8. What can be done to ensure consumers have a consistent and accurate understanding of “natural” labels that is not misleading?
“Declare is it a meaningless term as it relates to food and prohibit the use of it on food labels”
“All grocery stores should be required to post the definitions in the stores and train their staff to know them.”
“Require manufacturers to tell the truth and adhere to the spirit of the law. If manufacturers are foisting unhealthy products on consumers, at the very least they should not be allowed to obfuscate the issues by using terms like ‘natural’ to confuse consumers. FDA should require manufacturers to have and maintain a degree of integrity in their advertising. Also, FDA should promote the idea that doing the right thing can also be profitable and cost effective.”
“To avoid confusion, the ‘natural’ label should be tough and meaningful by incorporating all of the above!”
“The FDA needs to stop being influenced by politicians and industry and adopt a uniform definition of the word ‘natural’ just as it has done with the word ‘organic.’”
We urge FDA to establish a standard for food labeled “natural” that’s consistent with consumer expectations illustrated by the above surveys and comments.
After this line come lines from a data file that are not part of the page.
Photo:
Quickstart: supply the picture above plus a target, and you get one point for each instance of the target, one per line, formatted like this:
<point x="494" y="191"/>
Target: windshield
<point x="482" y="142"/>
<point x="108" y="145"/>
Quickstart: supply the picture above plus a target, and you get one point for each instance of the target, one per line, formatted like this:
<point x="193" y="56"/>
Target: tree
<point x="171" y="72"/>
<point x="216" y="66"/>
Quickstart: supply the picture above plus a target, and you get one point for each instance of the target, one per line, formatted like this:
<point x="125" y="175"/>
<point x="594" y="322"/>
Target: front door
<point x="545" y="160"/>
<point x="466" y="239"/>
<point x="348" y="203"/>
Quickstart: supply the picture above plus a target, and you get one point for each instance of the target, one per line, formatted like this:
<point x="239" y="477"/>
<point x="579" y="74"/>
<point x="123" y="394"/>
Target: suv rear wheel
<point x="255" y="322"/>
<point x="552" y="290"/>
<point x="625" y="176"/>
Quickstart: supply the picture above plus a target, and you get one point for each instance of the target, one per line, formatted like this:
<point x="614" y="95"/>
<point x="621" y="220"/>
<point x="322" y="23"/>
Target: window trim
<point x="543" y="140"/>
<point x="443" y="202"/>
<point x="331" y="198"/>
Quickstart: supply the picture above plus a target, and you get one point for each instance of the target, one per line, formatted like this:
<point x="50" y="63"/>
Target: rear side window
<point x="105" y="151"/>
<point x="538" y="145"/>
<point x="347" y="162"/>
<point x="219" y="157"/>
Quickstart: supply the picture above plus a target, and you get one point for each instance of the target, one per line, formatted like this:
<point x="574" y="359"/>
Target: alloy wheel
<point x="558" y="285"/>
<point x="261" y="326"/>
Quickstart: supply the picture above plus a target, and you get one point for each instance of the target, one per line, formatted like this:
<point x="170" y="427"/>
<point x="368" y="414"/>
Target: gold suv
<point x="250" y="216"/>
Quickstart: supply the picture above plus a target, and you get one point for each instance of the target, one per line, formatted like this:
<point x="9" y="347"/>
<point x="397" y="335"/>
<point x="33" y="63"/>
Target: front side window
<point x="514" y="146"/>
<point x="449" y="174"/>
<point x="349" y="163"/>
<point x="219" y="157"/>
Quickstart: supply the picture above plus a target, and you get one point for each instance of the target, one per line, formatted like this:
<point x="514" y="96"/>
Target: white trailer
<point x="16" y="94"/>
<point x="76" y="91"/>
Clearly, consumers expect “natural” refers not just to ingredients and processing methods, but also the methods used to produce food.
Consumers expect “natural” foods are produced without synthetic pesticides or genetic engineering, that livestock are raised outdoors with pasture, without growth promotors for feed efficiency or weight gain, or sub-therapeutic antibiotics, and no irradiation or hydrolysis. These and other production methods already are addressed thoroughly by USDA’s organic standards.
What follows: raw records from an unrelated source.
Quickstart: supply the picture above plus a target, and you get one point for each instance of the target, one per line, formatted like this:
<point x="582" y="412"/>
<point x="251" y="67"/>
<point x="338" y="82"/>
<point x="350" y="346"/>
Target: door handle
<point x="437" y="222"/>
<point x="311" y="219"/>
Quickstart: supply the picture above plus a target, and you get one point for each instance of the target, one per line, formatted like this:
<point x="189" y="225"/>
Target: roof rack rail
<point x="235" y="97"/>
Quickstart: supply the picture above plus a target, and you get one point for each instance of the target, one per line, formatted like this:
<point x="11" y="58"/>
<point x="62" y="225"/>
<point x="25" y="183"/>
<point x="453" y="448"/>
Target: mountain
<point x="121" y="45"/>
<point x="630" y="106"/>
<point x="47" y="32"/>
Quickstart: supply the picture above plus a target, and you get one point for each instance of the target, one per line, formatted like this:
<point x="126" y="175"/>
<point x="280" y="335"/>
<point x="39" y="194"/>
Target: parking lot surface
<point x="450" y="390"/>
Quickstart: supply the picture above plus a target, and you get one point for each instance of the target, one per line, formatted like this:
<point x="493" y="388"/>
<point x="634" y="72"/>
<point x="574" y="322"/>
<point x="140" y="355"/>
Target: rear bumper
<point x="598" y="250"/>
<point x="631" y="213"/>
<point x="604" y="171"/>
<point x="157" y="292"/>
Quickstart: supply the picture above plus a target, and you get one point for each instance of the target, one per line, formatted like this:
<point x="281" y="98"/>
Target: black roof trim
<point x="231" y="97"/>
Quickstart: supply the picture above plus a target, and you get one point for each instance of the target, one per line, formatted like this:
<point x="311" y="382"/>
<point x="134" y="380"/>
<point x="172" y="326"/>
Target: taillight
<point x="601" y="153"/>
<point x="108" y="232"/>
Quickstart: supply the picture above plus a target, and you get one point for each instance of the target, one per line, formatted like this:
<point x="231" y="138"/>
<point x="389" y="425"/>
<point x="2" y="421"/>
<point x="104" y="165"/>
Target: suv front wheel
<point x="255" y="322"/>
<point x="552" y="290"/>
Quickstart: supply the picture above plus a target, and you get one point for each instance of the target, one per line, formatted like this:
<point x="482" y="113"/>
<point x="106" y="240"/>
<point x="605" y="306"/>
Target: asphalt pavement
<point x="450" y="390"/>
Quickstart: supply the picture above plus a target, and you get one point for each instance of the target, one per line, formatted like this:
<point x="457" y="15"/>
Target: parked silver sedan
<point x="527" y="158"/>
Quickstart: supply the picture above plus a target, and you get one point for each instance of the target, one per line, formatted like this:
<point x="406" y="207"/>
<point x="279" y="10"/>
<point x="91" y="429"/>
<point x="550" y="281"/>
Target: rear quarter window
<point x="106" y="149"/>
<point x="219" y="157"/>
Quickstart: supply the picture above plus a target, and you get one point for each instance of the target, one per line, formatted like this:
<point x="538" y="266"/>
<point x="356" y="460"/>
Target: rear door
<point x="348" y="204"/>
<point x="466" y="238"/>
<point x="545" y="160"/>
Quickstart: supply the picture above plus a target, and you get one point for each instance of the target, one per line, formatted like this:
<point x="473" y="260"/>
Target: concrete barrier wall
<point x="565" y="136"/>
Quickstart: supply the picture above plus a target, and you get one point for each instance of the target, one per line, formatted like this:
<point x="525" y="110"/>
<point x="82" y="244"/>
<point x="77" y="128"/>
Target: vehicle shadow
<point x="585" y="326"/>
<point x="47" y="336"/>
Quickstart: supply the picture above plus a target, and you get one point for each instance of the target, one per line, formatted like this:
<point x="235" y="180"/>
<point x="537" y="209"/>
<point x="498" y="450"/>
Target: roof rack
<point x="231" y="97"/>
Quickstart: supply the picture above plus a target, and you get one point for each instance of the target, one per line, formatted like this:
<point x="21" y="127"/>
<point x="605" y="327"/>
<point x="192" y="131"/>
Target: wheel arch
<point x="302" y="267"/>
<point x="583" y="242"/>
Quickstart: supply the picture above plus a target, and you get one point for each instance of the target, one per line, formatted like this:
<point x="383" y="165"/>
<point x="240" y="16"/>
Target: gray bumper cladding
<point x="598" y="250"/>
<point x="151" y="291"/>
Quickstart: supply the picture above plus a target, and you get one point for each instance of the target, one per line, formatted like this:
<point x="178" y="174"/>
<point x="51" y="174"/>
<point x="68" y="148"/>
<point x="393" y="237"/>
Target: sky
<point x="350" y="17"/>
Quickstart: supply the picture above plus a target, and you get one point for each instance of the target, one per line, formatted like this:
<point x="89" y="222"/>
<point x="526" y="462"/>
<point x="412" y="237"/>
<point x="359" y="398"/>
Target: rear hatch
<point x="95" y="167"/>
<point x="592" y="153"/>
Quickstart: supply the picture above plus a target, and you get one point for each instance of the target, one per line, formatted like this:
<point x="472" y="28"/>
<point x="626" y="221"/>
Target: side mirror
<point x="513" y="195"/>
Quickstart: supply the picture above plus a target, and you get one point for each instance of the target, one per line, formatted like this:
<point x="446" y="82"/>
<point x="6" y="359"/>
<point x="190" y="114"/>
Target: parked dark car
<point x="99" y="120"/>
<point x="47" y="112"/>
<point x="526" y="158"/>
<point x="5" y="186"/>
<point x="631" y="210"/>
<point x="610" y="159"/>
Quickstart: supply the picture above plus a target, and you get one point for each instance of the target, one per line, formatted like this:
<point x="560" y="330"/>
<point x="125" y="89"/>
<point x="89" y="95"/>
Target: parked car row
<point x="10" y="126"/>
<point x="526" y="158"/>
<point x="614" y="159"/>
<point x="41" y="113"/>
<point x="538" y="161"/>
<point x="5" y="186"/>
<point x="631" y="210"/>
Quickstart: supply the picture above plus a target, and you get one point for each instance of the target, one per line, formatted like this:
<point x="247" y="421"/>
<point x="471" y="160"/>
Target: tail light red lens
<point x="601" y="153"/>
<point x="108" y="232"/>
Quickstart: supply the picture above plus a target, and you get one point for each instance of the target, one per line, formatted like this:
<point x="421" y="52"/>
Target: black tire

Therefore, to bring the “natural” label claim into alignment with consumer expectations, FDA should require all food labeled “natural” to be certified organic as a baseline. In fact, the Hartmann Group and Consumers Union surveys found most consumers already believe “natural” and “organic” are largely synonymous. Our member/owner consumer comments were consistent with that position.
We urge FDA to establish organic standards as the baseline for defining “natural,” using the existing structure of USDA certification and enforcement, without having to develop a new standard from scratch. In this way, USDA organic standards are clarified and strengthened to reflect what consumers actually expect.
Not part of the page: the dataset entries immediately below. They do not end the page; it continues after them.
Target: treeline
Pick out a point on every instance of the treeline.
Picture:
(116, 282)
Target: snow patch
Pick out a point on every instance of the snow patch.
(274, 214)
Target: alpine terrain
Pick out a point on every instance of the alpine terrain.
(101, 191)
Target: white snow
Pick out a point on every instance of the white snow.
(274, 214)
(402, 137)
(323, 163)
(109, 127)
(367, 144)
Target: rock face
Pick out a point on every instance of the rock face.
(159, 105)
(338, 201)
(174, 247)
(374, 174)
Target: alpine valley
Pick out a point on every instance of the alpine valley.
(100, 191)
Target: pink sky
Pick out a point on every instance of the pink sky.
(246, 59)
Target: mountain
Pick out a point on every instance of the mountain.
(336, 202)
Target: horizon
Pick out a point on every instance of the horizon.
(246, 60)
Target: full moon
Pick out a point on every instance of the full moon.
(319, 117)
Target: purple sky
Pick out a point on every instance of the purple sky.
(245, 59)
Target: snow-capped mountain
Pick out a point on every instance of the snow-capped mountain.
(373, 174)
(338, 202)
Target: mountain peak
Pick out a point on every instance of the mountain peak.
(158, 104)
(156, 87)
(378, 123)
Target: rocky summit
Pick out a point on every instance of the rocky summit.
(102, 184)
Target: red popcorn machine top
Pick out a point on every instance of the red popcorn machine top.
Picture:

However, since some organic foods include artificial ingredients, not all organic foods would meet consumer expectations for “natural.” Organic standards set a baseline, but only organic foods without artificial ingredients meet consumer expectations for “natural” claims.
FDA already has stated in the Federal Register that “natural” means nothing artificial or synthetic has been included or added to a food. Yet we still see the term “natural” on foods with artificial ingredients, misleading consumers every day. This indicates FDA must codify a definition for “artificial” and exclude foods containing ingredients produced artificially with genetic engineering, synthetic biology, genomic editing, or nanotechnology.
We thank FDA for the opportunity to comment and urge the agency to move quickly to formal rulemaking to correct the deceptive and false use of “natural” claims.